August 8, 2022

Best Practices for Data Activation: Reverse ETL on Snowflake

By Cory Koster

Most data professionals are familiar with the ETL or ELT patterns for data ingestion and the approaches for ingesting data into a Snowflake Data Cloud. In these approaches, we ingest and transform the data, model it for our business use cases, and ultimately use it for analytics and reporting. 

Typically, this is where the data flow ends.

But what if this data could be used to solve an important operational business question like,

“How do we get the data from Snowflake into an application like an Enterprise Resource Planning (ERP) or Customer Relationship Management (CRM) tool?”

This is where Reverse ETL comes in.

In this blog, we’ll cover what reverse ETL and data activation are, best practices and approaches, and finally, next steps on your data activation journey. 

What is Reverse ETL Process on Snowflake?

From a high level, this approach is similar to ETL or ELT data ingestion, but instead is the process of moving or copying data from a data warehouse to an operational system or application. This data supplements and enhances operational data to further drive business decisions, providing more context to certain data points. 

Another way to think about this reverse ETL process is Data Activation.

What is Data Activation?

Data Activation is more than simply ingesting data to an operational system or application; it’s moving beyond analyzing data in a data warehouse context to taking action on the data. 

While there is no limit to what data is involved in this process, oftentimes the data is in the context of marketing and customer data. This data is enhanced with other key data points in the data warehouse and, instead of stopping at providing KPIs and other analytical metrics, this data is brought back to business systems in order to act upon the data.

This idea isn’t necessarily a new concept, but the approaches and technologies involved have certainly changed in recent years (and continue to do so). As the pattern of reverse ETL and data activation is a growing component to the modern data stack, it’s important to keep in mind the considerations and pitfalls to avoid.

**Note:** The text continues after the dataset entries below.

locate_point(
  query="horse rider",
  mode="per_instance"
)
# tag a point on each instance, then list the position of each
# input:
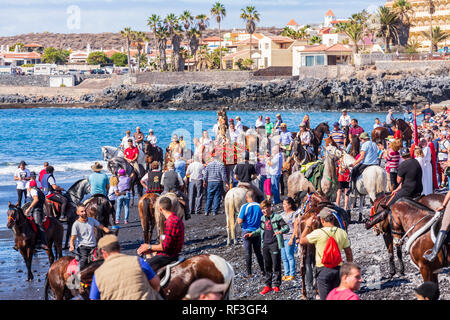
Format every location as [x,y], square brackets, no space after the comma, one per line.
[368,157]
[131,155]
[305,137]
[409,178]
[124,142]
[54,192]
[37,210]
[443,232]
[139,138]
[172,182]
[172,241]
[286,141]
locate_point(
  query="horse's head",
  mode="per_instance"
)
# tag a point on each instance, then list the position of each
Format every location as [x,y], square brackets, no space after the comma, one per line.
[13,215]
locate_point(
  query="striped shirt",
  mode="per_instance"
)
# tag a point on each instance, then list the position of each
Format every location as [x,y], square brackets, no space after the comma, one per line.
[338,137]
[215,171]
[392,160]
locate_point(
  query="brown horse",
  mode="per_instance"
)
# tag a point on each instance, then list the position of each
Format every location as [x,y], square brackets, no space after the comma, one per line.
[432,201]
[311,205]
[208,266]
[25,236]
[405,218]
[146,207]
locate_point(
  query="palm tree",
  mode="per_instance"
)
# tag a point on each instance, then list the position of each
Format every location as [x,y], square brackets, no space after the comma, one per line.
[388,25]
[202,23]
[127,33]
[251,16]
[219,11]
[438,36]
[139,37]
[403,9]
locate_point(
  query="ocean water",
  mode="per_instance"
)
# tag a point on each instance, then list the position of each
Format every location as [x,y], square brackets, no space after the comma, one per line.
[71,139]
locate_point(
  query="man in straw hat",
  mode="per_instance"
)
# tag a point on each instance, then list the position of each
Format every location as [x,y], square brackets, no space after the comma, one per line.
[123,277]
[98,180]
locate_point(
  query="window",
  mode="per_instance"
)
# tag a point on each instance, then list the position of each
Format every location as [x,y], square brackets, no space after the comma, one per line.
[309,61]
[320,61]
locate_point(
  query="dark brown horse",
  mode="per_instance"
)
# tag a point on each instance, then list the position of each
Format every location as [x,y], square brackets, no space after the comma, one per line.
[405,218]
[405,129]
[182,275]
[25,236]
[432,201]
[146,207]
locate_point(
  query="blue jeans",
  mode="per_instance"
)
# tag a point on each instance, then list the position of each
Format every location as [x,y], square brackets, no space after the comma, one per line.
[213,196]
[287,254]
[275,186]
[123,201]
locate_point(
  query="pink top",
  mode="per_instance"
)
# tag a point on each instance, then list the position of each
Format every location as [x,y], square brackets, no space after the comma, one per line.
[345,294]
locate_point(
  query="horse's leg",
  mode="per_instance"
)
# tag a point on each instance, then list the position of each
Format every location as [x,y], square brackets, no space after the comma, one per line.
[388,241]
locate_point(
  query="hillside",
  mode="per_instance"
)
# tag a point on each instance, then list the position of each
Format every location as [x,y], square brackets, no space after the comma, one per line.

A diagram with 3 elements, Snowflake, hightouch, and Business Applications and Systems.

Best Practices for Reverse ETL on Snowflake

The first consideration is to keep the source and destination in mind—the same technology used for data ingestion into the data warehouse cannot always be used for reverse ETL patterns to move data from the data warehouse to an operational system. It’s important to consider the appropriate type of technology for the job. 

One way to ensure your project starts off on the right path is to get this correct. Don’t assume the data ingestion tool can also be leveraged for the reverse ETL workflow as these technologies are often designed to extract data from operational or file stores and consolidate them into a data warehouse.

The second consideration is the data format and structure. It’s important to not assume the data can be copied as-is from the data warehouse. Data in a data warehouse is often structured in a way to enable fast and efficient analytics and reporting. This could include dimensional modeling or even a data vault architecture

This format will very likely not be suitable for an operational application (after all, this application is not a data warehouse). The data to be activated from the data warehouse needs to be queried and then restructured in a way the destination system can consume. This will of course vary by destination and needs to be accounted for before any pipeline is developed.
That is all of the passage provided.